L’Italia del 1898 era attraversata da moti e rivoluzioni. Da Milano, a Barletta, a Palermo, in una giovane Italia da pochi anni unita sotto un’unica bandiera sabauda, la classe operaia di una nascente realtà industriale e imprenditoriale si rivoltò contro le politiche coloniali, la sanguinosa capitolazione di Adua, la fame che purtroppo correva inarrestabile non solo nelle periferie delle grandi città.

A gennaio innumerevoli manifestazioni, sempre represse dal governo, si svolsero lungo tutta la penisola per il pane, il lavoro e contro le imposte: nelle province di Modena e Bologna intervennero interi reparti di fanteria, e la polizia arrestò decine di persone.
Quando venne aumentato il prezzo del pane, la reazione popolare non si fece attendere: a Forlì i manifestanti subirono le cariche della polizia, e la manifestazione degenerò in tumulto; ad Ancona e a Senigallia intervenne un battaglione di fanteria inviato da Pesaro.

Ancona fu affidata al generale Baldissera il quale, assumendo i pieni poteri militari, ordinò arresti di massa.
Il 23 gennaio il governo decise di attuare una diminuzione minima della tassa doganale sul grano, misura del tutto insufficiente, e, dando avvio alle contromosse approvate durante il mese di dicembre del 1897, richiamò alle armi 40.000 riservisti da impiegare nella repressione delle manifestazioni.

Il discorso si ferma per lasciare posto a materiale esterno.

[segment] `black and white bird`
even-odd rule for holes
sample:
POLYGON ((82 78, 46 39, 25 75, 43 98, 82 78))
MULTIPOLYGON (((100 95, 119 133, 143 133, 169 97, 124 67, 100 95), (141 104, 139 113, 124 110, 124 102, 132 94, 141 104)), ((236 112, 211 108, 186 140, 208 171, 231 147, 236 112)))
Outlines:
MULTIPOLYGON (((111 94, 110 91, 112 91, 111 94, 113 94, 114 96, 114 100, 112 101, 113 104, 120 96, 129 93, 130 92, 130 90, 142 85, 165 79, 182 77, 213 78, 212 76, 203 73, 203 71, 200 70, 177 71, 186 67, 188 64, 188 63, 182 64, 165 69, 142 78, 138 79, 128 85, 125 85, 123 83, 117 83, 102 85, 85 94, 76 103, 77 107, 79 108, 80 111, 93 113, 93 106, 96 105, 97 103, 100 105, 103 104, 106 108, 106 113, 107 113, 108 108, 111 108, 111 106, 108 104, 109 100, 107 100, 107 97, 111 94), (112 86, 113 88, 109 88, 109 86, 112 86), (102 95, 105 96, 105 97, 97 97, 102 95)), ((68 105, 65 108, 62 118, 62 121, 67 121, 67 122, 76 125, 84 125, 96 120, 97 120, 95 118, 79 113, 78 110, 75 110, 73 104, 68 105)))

Le proteste si fecero sentire in tutta Italia, scioperi e tumulti si contarono a decine in Sicilia, in Campania, nelle Marche. Il sentimento antimonarchico cresceva.

 

Accadeva a Bologna

 

Bologna era una ricca città dal 1861 non più controllata dalla Chiesa e dal Regno pontificio. Imprenditori e artigiani davano libero sfogo a nuovi filoni di commercio avvantaggiandosi anche della fortunata posizione, crocevia di flussi marittimi, fluviali e da poco anche ferroviari.

La nuova stazione centrale di Bologna fu inaugurata nel 1871. Confermò l’importanza della strada ferrata decisa nel 1851, da un accordo internazionale fra lo Stato Pontificio, i Ducati Emiliani (Modena e Parma), il Granducato di Toscana e l’Impero austriaco, direttamente interessato ad allargare al Tirreno le sue possibilità di traffico civile e militare, all’epoca limitate all’Adriatico con Trieste e Venezia.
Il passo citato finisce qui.